# Recent Crate Regression



## CAROLINA MOM (May 12, 2009)

Bumping up


----------



## pawsnpaca (Nov 11, 2014)

Is it possible that something "bad" happened while he was in the crate... maybe he got a toenail stuck or was stung by a bee and you weren't aware... and now he's afraid to be "trapped" in there? What is the longest you are asking him to stay in the crate without a let out?

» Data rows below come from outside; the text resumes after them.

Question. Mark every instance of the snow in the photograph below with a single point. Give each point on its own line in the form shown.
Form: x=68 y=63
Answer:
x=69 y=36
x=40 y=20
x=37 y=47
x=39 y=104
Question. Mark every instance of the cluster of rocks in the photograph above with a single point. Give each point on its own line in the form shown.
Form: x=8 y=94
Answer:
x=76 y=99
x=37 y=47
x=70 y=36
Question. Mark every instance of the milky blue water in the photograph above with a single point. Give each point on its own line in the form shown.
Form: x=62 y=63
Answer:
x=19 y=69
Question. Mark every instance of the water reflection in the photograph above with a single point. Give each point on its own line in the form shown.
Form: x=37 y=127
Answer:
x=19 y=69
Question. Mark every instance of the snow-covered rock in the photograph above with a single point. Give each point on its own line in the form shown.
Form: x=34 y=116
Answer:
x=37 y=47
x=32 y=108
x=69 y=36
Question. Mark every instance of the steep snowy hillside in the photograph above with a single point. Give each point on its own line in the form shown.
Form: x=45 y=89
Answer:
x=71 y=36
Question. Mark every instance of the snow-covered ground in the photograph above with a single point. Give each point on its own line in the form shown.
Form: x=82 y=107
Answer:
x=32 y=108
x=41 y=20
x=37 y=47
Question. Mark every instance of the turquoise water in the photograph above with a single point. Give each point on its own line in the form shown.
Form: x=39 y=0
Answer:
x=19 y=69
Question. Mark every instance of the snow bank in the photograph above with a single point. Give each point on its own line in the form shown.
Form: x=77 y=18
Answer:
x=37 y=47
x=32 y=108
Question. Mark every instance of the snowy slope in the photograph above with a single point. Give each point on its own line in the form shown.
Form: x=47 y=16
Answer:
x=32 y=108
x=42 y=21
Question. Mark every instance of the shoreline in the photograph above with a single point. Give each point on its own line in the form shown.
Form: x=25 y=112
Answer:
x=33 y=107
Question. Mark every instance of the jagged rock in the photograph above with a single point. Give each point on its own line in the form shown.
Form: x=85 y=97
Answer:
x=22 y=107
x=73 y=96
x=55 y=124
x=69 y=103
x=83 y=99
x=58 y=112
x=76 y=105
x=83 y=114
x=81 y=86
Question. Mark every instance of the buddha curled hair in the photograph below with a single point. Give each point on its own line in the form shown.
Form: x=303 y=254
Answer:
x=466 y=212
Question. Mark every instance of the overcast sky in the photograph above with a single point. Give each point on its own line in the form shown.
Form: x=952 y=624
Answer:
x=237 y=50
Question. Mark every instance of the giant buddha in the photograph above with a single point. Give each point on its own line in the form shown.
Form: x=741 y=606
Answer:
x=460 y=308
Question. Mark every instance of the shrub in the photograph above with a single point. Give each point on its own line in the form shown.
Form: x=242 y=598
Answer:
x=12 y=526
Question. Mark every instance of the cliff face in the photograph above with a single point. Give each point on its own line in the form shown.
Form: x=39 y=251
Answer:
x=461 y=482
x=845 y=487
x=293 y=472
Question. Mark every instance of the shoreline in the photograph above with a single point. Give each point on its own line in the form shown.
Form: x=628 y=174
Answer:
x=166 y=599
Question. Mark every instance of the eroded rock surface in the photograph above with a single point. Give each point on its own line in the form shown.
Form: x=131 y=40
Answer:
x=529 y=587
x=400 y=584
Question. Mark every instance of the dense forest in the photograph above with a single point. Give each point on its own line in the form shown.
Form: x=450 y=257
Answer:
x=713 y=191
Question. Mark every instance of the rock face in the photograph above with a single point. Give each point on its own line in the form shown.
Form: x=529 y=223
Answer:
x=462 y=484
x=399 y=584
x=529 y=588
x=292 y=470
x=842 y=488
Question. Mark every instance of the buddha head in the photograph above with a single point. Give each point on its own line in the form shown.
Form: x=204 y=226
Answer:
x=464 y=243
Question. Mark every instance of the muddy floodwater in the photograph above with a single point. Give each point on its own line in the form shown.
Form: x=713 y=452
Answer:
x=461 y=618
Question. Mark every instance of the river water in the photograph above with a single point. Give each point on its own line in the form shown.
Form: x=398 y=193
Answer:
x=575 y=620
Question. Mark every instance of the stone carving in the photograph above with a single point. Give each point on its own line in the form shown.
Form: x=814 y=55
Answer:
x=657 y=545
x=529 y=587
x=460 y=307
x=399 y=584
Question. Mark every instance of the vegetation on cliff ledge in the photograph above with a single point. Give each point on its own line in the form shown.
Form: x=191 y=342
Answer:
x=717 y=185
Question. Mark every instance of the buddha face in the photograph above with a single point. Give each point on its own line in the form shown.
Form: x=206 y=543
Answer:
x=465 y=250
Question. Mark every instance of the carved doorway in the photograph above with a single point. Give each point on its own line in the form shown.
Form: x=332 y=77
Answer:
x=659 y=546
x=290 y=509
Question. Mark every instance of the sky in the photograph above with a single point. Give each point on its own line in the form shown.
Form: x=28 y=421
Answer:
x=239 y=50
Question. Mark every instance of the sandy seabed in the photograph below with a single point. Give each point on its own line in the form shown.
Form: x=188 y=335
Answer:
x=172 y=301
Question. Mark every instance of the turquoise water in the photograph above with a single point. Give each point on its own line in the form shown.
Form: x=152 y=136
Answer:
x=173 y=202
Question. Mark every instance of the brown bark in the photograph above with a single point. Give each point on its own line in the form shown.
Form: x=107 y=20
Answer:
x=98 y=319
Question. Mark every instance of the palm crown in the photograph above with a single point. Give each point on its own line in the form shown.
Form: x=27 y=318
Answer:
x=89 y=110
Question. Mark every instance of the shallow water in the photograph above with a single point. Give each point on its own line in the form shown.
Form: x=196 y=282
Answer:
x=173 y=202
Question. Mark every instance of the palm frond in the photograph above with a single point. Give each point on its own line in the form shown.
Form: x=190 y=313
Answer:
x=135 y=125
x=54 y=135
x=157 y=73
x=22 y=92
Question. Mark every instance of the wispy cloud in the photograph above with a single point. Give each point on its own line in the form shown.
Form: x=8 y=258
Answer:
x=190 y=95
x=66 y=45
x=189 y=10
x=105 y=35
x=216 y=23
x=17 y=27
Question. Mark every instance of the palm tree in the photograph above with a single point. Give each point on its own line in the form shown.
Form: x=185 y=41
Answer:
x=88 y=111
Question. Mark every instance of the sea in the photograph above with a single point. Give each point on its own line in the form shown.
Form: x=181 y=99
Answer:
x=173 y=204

At a year and a half I would expect most dogs to be OK left out loose in the house, but if your dog clearly is not then you may need to backtrack to convince him again that his crate is a safe place to be. Start by checking the crate out thoroughly to see if you can identify any safety issues. Then start trying to associate the crate with only good things again. You may want to consider a different kind of crate (e.g., a plastic or soft sided crate if his current crate is metal). If possible, I wouldn't crate him until you have changed the association back to being positive, but if that's not an option then I'd make sure you only put him in with a frozen Kong stuffed with awesome food that he ONLY gets in the crate and see if that helps.

Another good resource is Susan Garrett's Crate Games. Many people swear it has taught their dogs to LOVE their crates. I believe it's available as a book as a DVD or as a fairly inexpensive download. A Google search should bring it up...


----------